LIBRERÍA ISADORA
ELOGIO DE UN ESPACIO
Ferran Cremades i Arlandis
A Aurelio y a Michel
Le fruit le plus agréable
et le plus utile au monde
est la reconnaissance.
Ménandre.
i
Aún recuerdo que aquel lunes salí de casa al mediodía. Tras una larga noche de desvelo, me desperté con cierta inquietud, pues hacía días que buscaba una salida a la situación estancada en que vivía. Así que, tras tomar un café humeante en uno de los muchos bares que había en el corazón de la ciudad, cogí la calle la Paz y nada más girar la primera bocacalle, me adentré en una pequeña plaza peatonal y tranquila que parecía formar parte de un laberinto de callejuelas. No era la primera vez que hacía tal recorrido. Por eso me sorprendí al descubrir de pronto una tienda de libros. Aquel hallazgo me pareció fruto de la magia, pues no tenía conciencia de haberla visto antes. Había dos escaparates mínimos que escoltaban la puerta sobre cuyo dintel se alzaba el nombre ISADORA, que evocó en mi mente una luz ondulante. Un toldo de rayas blancas y azules aportaba cierta calidez mediterránea. Aquel espacio estaba como envuelto por cierta ingravidez, sin duda alguna por el efecto de la luz que desprendía. La puerta de cristal permitía ver un interior encendido que en el acto despertaba nuestra imaginación. Me gustan los lugares sencillos y acogedores, por lo que no dudé en entrar, sin saber realmente qué buscaba ni qué iba a encontrar. Al abrir la puerta, percibí un oleaje de perfume fresco y un silencio inusitado que nos advertían de que algo maravilloso estaba a punto de ocurrir. Apenas me atrevía a hacer ruido. Miraba las portadas de los libros y hasta ojeaba algunas páginas. Esa era mi manera de elegir lo que desconocía. Lo que me pareció curioso fue que, sin preguntar por ningún título ni revelarle mis gustos literarios, el librero me ofreciera una colección de relatos góticos. Le miré con cierta perplejidad y me encogí de hombros, dándole a entender que yo no había hecho ningún pedido. Un buen librero sabe qué libros quiere el lector. Eso me dijo. Al salir me quedé mirando el letrero de diseño modernista, obra del artista y cineasta Rafa Gasent, a quien los libreros consideraban un amigo y hasta un hermano de toda la vida. Aquella noche regresé a mi casa con la certeza de que una ciudad no puede ser perfecta si no tiene librerías.
ii
En poco tiempo, puesto que ya conocían mis gustos literarios y mis temas preferidos, sentí cierta familiaridad con los libreros. El trato era amable y el gusto, exquisito. Ir allí era como visitar a unos amigos que te habían invitado a tomar el té. Toda una ceremonia. Hijos del Mayo del 68, Aurelio y Michel se conocieron en una librería del barrio latino. De hecho, ISADORA nació en París, fruto de un acto de amor y osadía, que tenía como referente a una Isadora Duncan, nacida de las olas y esculpida por el viento, que era la musa de la danza y de la libertad. En aquellos tiempos, con una Francia que ofrecía el sueño de la imaginación al poder y una España que buscaba nuevos horizontes, era todo un privilegio crear un espacio de emancipación total, lo que implicaba estar dispuesto a correr una serie de riesgos.

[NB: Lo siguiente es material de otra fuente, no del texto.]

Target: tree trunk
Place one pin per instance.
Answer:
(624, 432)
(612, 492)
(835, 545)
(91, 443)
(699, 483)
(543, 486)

Cada día que visitaba la librería, tenía la sensación de conocer a todos aquellos seres que quizá veía por primera vez en mi vida. De las lámparas de diseño emanaba una luz tamizada, tan mística como esotérica, que convertía las paredes en un laberinto de libros que ocultaban en su interior todo un mundo de secretos y maravillas. Se escuchaban las voces de los personajes o los rumores de una extraña melodía. Se contemplaba la belleza de los paisajes, como un río que buscaba el horizonte del mar. El silencio que reinaba otorgaba a aquel espacio una paz sagrada anhelada en un tiempo de convulsiones sociales. Envueltos por aquella luz, nos sentíamos protegidos, libres de cualquier peligro. Allí nacían amistades tan sinceras como duraderas y desamores que se desvanecían en sonrisas huidizas. Cada día que pasaba uno se afanaba en avivar el sueño de tocar el cielo con las manos.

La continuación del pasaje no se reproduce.